Publicado en El Espectador
“Nadie sabe para quién trabaja”, dice el viejo refrán, aplicable a Donald Trump. Permítanme explicar brevemente.
El periodismo se ha venido igualando de manera peligrosa. Vale lo mismo un tuit o un post en Facebook, con frecuencia sesgado o falso, que el reporte detallado y verificado, o sea costoso, de un periódico o de un medio formal. También han surgido por docenas operaciones digitales improvisadas, en paralelo con unas pocas valiosas, por el estilo de La Silla Vacía colombiana. “Todo vale nada, si el resto vale menos”, decía el poeta.
La última década ha sido desastrosa para las grandes organizaciones periodísticas del mundo. Perdieron lectores en sus ediciones impresas o difundidas por canales tradicionales y vieron sus balances sangrar tinta roja hasta un punto que raya en la desesperación. No había quién restableciera las fronteras entre el periodismo de gran fondo y la abundante cháchara digital en la que personas de todo tipo —y me incluyo— participan.

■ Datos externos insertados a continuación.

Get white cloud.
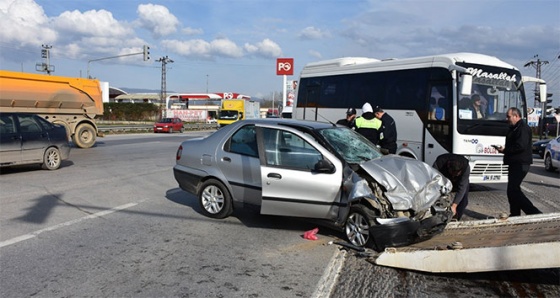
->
[137,4,179,37]
[210,38,243,58]
[161,39,212,59]
[53,10,133,38]
[298,26,331,40]
[181,27,204,35]
[0,0,58,46]
[308,50,323,59]
[244,38,282,58]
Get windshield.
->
[319,127,383,164]
[218,110,238,120]
[457,65,526,135]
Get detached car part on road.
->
[0,113,70,170]
[173,119,452,250]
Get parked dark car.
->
[154,118,183,133]
[173,118,452,250]
[533,139,550,158]
[0,113,70,170]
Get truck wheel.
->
[198,179,233,219]
[72,123,96,148]
[41,147,62,171]
[344,204,377,247]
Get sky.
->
[0,0,560,106]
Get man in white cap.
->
[354,102,381,145]
[336,108,356,128]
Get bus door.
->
[423,82,453,165]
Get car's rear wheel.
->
[344,204,377,247]
[544,154,554,172]
[41,147,62,171]
[198,179,233,218]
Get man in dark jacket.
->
[433,153,471,220]
[373,106,397,154]
[497,108,542,216]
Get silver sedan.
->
[173,118,452,250]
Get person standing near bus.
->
[336,108,356,128]
[373,106,397,154]
[354,102,381,145]
[496,108,542,216]
[433,153,471,220]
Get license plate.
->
[482,175,502,181]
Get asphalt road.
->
[0,132,560,297]
[0,132,337,297]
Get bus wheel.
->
[72,123,95,148]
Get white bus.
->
[293,53,546,183]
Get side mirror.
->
[315,159,335,173]
[460,74,472,96]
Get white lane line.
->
[0,203,138,248]
[311,248,346,298]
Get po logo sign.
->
[276,58,294,76]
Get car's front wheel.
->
[41,147,62,171]
[544,154,554,172]
[344,204,377,247]
[198,179,233,218]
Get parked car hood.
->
[360,155,453,211]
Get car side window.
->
[263,128,323,171]
[19,115,42,133]
[0,114,16,133]
[226,125,259,157]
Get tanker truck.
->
[0,70,108,148]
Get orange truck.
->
[0,70,108,148]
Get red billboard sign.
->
[276,58,294,76]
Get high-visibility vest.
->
[356,117,382,130]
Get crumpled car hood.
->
[360,155,453,211]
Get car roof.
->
[237,118,336,129]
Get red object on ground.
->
[303,228,319,240]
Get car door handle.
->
[266,173,282,179]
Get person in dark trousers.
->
[373,106,397,154]
[433,153,471,220]
[496,108,542,216]
[336,108,356,128]
[354,102,381,145]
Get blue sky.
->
[0,0,560,106]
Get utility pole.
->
[156,56,173,118]
[35,44,54,75]
[524,54,548,139]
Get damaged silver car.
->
[173,118,452,250]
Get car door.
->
[258,127,342,219]
[216,125,261,205]
[18,114,50,162]
[0,114,21,164]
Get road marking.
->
[521,185,535,193]
[0,203,138,248]
[311,249,346,298]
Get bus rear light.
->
[176,145,183,160]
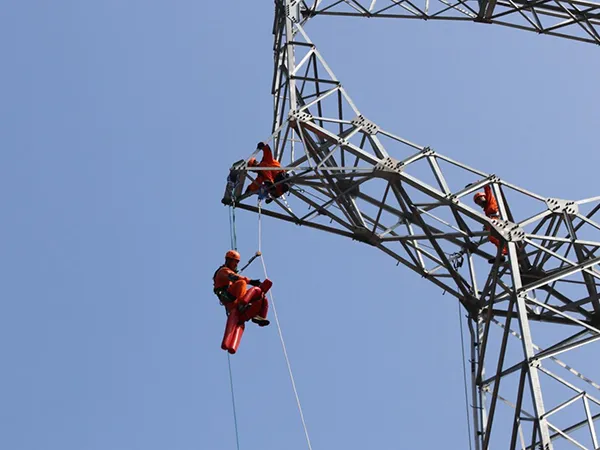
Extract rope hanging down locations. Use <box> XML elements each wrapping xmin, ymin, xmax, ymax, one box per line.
<box><xmin>227</xmin><ymin>206</ymin><xmax>240</xmax><ymax>450</ymax></box>
<box><xmin>258</xmin><ymin>201</ymin><xmax>312</xmax><ymax>450</ymax></box>
<box><xmin>458</xmin><ymin>302</ymin><xmax>473</xmax><ymax>450</ymax></box>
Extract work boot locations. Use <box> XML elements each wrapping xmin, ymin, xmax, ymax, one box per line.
<box><xmin>252</xmin><ymin>316</ymin><xmax>271</xmax><ymax>327</ymax></box>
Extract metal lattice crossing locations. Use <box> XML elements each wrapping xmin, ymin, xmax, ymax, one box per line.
<box><xmin>224</xmin><ymin>0</ymin><xmax>600</xmax><ymax>450</ymax></box>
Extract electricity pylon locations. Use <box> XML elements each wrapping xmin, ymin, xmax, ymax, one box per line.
<box><xmin>302</xmin><ymin>0</ymin><xmax>600</xmax><ymax>44</ymax></box>
<box><xmin>223</xmin><ymin>0</ymin><xmax>600</xmax><ymax>450</ymax></box>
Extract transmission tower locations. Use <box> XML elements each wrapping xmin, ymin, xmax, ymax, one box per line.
<box><xmin>223</xmin><ymin>0</ymin><xmax>600</xmax><ymax>450</ymax></box>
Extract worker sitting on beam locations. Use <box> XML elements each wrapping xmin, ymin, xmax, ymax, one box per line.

Entra en escena Donald Trump, el hombre más poderoso del mundo desde enero de este año, y de repente la frivolidad mazacotuda deja de funcionar. Como una orca hambrienta ante un cardumen de pargos, el hombre vislumbra comida fácil, y convencido de que Twitter le permite llegar sin intermediarios al único público que de veras le importa, el suyo, les declara la guerra a dos instituciones más americanas que el perro caliente: los organismos de inteligencia y los medios de comunicación. A los segundos les promete, palabras más palabras menos, que los va a acabar. Del New York Times siempre dice que está al borde de la quiebra.

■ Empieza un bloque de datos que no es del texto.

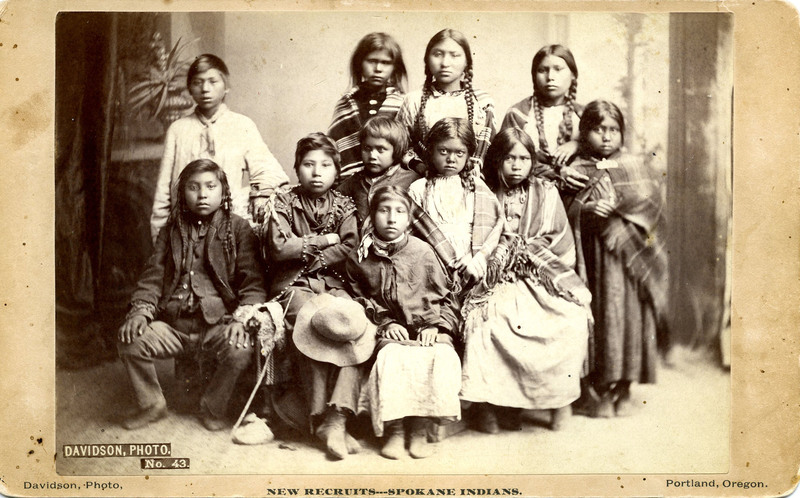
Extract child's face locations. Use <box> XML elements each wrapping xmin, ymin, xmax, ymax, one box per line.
<box><xmin>372</xmin><ymin>199</ymin><xmax>408</xmax><ymax>240</ymax></box>
<box><xmin>297</xmin><ymin>149</ymin><xmax>338</xmax><ymax>197</ymax></box>
<box><xmin>361</xmin><ymin>50</ymin><xmax>394</xmax><ymax>90</ymax></box>
<box><xmin>189</xmin><ymin>69</ymin><xmax>228</xmax><ymax>116</ymax></box>
<box><xmin>183</xmin><ymin>171</ymin><xmax>222</xmax><ymax>216</ymax></box>
<box><xmin>500</xmin><ymin>142</ymin><xmax>533</xmax><ymax>187</ymax></box>
<box><xmin>586</xmin><ymin>117</ymin><xmax>622</xmax><ymax>158</ymax></box>
<box><xmin>426</xmin><ymin>38</ymin><xmax>467</xmax><ymax>92</ymax></box>
<box><xmin>361</xmin><ymin>136</ymin><xmax>394</xmax><ymax>176</ymax></box>
<box><xmin>534</xmin><ymin>55</ymin><xmax>573</xmax><ymax>105</ymax></box>
<box><xmin>430</xmin><ymin>138</ymin><xmax>469</xmax><ymax>176</ymax></box>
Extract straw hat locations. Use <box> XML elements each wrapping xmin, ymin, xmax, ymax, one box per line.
<box><xmin>292</xmin><ymin>294</ymin><xmax>377</xmax><ymax>367</ymax></box>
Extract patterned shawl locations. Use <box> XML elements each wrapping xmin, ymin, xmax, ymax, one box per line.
<box><xmin>565</xmin><ymin>154</ymin><xmax>668</xmax><ymax>330</ymax></box>
<box><xmin>328</xmin><ymin>87</ymin><xmax>403</xmax><ymax>180</ymax></box>
<box><xmin>487</xmin><ymin>178</ymin><xmax>591</xmax><ymax>307</ymax></box>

Súbitamente queda claro que este cetáceo depredador constituye una presa demasiado grande para la manada de pescadores con chalupa que abundan en la red. El combate que plantea Trump solo lo pueden afrontar unas pocas organizaciones estructuradas, valientes y dispuestas a tomar grandes riesgos. Claro, los organismos de inteligencia preceden a Trump y estarán ahí cuando él se vaya. Hacen parte de la naturaleza del Estado americano. No así los grandes medios, que podrían volverse irrelevantes y hasta quebrar si un personaje como este les gana la partida. Estamos ante una lucha épica en pleno siglo XXI: desnudar, denunciar y, al final, tumbar a Trump, así sea impidiendo su reelección en 2020, es cuestión de vida o muerte, digamos, para el New York Times, el Washington Post y CNN, los tres medios que el señor del peluquín más odia.
Pese a que la batalla no lleva ni seis meses, es posible sacar conclusiones provisionales. La popularidad de Trump y la aprobación de su gobierno son históricamente bajas, pero no catastróficas. Esto indica que las continuas andanadas de los medios y de los humoristas de televisión han hecho mella en el público general, si bien todavía la base dura de los partidarios del presidente sigue impermeable. Además, avanza la investigación del exdirector del FBI Robert Mueller, sin que se sepa nada sobre sus conclusiones, así esté muy claro que es en extremo peligrosa para el régimen.
Es inútil hacer predicciones. Aunque Trump se ha puesto a la defensiva, no deja de ser presidente de Estados Unidos, por lo que aún le queda mucha munición en el arsenal. Sus adversarios, claro, siguen en primera fila de batalla, porque saben que, aparte de su dignidad, se juegan su existencia como organizaciones independientes y vigorosas. Al resto del mundo solo nos resta mirar asombrados.